Gut Microbiota Regulation of Energy Reserves

At birth, newborns must adapt to a relatively high fat, low carbohydrate diet provided by the mother’s milk instead of a glucose rich nutrient supply across the placental wall. This metabolic shift relies heavily upon the infant being able to produce and utilize the ketone (D)-3-hydroxybutyrate as an energy source during intermittent feeding within the suckling and weaning period,77 a process referred to as ketogenesis.78 When blood glucose is low, ketones are produced through fatty acid β-oxidation in the liver and then disseminated via the blood stream. This glucose replacement ensures sufficient nutritional support for the body, especially the brain, during infant development.

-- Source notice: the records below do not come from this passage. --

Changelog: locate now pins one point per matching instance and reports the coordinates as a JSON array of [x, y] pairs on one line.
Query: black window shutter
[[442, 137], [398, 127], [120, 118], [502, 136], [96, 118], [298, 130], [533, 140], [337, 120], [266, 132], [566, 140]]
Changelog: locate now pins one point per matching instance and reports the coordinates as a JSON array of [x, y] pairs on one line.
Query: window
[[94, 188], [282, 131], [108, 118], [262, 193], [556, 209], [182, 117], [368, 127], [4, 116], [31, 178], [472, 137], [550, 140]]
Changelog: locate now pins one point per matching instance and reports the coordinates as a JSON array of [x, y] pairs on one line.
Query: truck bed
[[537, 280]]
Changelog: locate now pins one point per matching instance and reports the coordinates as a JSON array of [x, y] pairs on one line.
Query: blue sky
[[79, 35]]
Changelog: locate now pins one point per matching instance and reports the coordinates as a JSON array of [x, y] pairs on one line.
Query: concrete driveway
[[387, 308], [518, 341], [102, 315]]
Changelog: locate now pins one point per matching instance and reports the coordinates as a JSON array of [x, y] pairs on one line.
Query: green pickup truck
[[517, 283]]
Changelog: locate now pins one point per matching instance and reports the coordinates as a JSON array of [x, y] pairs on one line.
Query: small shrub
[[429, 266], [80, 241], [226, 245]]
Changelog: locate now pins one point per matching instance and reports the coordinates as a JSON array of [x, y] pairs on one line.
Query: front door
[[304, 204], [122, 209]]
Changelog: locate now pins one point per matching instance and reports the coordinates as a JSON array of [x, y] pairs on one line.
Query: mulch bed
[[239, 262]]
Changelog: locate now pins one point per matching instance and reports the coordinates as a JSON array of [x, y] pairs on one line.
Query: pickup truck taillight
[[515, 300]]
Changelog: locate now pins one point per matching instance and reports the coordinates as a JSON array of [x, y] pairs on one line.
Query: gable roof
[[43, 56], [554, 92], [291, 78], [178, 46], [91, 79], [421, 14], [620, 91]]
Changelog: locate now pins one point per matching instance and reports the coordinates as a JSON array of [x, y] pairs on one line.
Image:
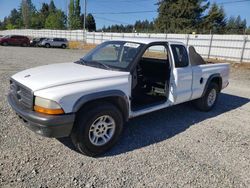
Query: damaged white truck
[[89, 100]]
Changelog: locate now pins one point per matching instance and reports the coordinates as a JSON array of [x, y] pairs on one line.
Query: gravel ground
[[176, 147]]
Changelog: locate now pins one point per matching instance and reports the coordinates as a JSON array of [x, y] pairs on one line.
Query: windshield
[[112, 54]]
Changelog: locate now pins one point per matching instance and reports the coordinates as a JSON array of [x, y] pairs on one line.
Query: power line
[[233, 2], [153, 11], [130, 12], [111, 20], [122, 1]]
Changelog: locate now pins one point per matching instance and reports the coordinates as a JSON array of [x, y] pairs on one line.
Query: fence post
[[210, 46], [187, 39], [102, 37], [243, 49]]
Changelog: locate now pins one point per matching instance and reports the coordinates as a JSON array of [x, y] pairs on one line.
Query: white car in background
[[89, 100], [55, 42]]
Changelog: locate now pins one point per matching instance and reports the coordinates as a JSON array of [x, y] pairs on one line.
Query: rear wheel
[[97, 128], [208, 101], [47, 45], [24, 44], [5, 44]]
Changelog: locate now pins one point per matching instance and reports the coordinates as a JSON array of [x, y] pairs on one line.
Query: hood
[[59, 74]]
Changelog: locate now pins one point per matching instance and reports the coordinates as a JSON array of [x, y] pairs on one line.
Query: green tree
[[215, 20], [77, 15], [71, 14], [27, 10], [52, 7], [236, 25], [180, 15], [56, 20], [37, 21], [90, 23], [44, 13], [74, 14]]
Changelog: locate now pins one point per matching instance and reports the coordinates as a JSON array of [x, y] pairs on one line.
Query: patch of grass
[[80, 45]]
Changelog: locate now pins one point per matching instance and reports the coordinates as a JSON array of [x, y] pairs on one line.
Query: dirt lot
[[176, 147]]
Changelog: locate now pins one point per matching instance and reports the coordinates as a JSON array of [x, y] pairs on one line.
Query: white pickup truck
[[89, 100]]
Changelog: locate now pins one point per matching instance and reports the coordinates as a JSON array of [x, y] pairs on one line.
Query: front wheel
[[5, 44], [63, 46], [97, 128], [47, 45], [208, 101]]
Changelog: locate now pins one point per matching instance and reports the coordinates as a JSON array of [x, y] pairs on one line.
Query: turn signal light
[[48, 111]]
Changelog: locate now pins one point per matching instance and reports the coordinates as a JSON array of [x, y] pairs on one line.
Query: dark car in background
[[36, 42], [55, 42], [15, 40]]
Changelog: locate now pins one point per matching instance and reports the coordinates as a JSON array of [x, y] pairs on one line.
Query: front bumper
[[55, 126]]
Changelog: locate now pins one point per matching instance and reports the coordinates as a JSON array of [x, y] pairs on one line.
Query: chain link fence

Similarly in adults, when blood glucose is low due to prolonged exercise, starvation or a ketogenic diet (low carbohydrate); millimolar concentrations of (D)-3-hydroxybutyrate are produced as an alternate energy source to support the adult’s metabolic needs.79,80 Gut microbiota play a key role in enhancing (D)-3-hydroxybutyrate production during starvation81 and moderating the steady-state ketogenic profile and is thought to be a consequence of the enhanced stored energy afforded by gut microbial SCFA production.27 Considering that (D)-3-hydroxybutyrate has recently been demonstrated as a potent HDACi,82 it remains to be seen whether it and other gut microbial-regulated serum metabolites capable of HDACi (i.e., butyrate, propionate and (D)-3-hydroxybutyrate) can alter brain development via its use as an energy source, HDACi or both.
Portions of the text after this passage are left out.